Saturday, April 11, 2020

Many Collapses Lie Just Ahead

On Sunday I helped Jeremiah replace the pickups in my old Martin Stinger SSX, our shoulders bumping as we leaned over the guitar. When I was little, Dad traveled to Vermont to study stone-cutting because it was the ancestral calling abandoned by his uncles. You have to understand how what shows up in your life as a story really is just a story that could be ten thousand other stories and yet might be. By mid-morning the sun burns away the cold and the world gives off an air of winter giving in to spring.
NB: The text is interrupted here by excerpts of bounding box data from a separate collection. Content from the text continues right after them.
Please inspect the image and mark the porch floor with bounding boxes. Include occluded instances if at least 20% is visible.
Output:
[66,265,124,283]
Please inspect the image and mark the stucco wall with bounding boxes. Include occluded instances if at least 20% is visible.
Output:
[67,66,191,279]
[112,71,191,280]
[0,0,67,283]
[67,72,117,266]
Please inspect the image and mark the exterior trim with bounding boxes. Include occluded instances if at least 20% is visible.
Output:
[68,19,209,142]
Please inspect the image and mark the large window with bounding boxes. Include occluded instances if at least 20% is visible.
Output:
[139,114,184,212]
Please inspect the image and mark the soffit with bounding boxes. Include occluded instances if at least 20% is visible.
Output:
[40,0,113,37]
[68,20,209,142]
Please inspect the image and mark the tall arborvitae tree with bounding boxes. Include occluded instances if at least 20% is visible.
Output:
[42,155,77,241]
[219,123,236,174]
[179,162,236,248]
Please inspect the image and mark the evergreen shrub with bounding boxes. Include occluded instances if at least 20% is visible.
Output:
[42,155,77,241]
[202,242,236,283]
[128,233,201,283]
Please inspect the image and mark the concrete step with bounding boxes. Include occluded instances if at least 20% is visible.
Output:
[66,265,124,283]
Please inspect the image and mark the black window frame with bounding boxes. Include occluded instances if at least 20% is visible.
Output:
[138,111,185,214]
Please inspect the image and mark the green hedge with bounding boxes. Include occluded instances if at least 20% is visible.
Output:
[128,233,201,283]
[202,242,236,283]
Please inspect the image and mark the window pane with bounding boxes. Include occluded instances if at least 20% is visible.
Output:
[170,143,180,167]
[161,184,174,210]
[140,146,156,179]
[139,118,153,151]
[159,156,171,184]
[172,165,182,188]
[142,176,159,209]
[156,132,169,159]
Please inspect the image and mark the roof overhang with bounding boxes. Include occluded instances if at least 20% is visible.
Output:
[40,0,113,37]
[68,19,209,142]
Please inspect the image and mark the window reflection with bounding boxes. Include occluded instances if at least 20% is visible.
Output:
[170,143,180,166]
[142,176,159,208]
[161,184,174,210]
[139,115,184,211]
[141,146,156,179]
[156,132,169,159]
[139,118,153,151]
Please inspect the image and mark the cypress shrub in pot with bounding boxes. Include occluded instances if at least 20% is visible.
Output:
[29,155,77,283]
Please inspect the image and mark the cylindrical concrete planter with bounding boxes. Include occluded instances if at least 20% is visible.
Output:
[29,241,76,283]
These poems are partially a matter of seduction and partially a matter of building consensus for the many collapses which lie just ahead. Bad men keep other bad men away from the door, sure, but good men say there's another way and then try to enact it in and for the collective. On the table before me as I write: the box that held Jeremiah's Fender '57/'62 pickup set, a plate of spaghetti squash seeds and a plate of pie pumpkin seeds drying so we can plant them when the garden thaws, a book about how to make flowers out of paper and the green loose leaf binder into which Chrisoula and I have been stuffing recipes and notes-towards-recipes since 1996. Life is an appearance to a self that is not separate from the appearing but believes it is, else why would the appearance matter the way it does? The Man without Shoes - who is also the monk cheerfully breaking his vow of celibacy - who is also the designated driver of so many Emily Dickinson readers - laughs more than you think. All these bodies shrugging out of clothes, all the leftovers we reheat for lunch. Between the first cup of coffee and the second it all becomes clear. I could not be happier than now, with no real plan for whatever comes next.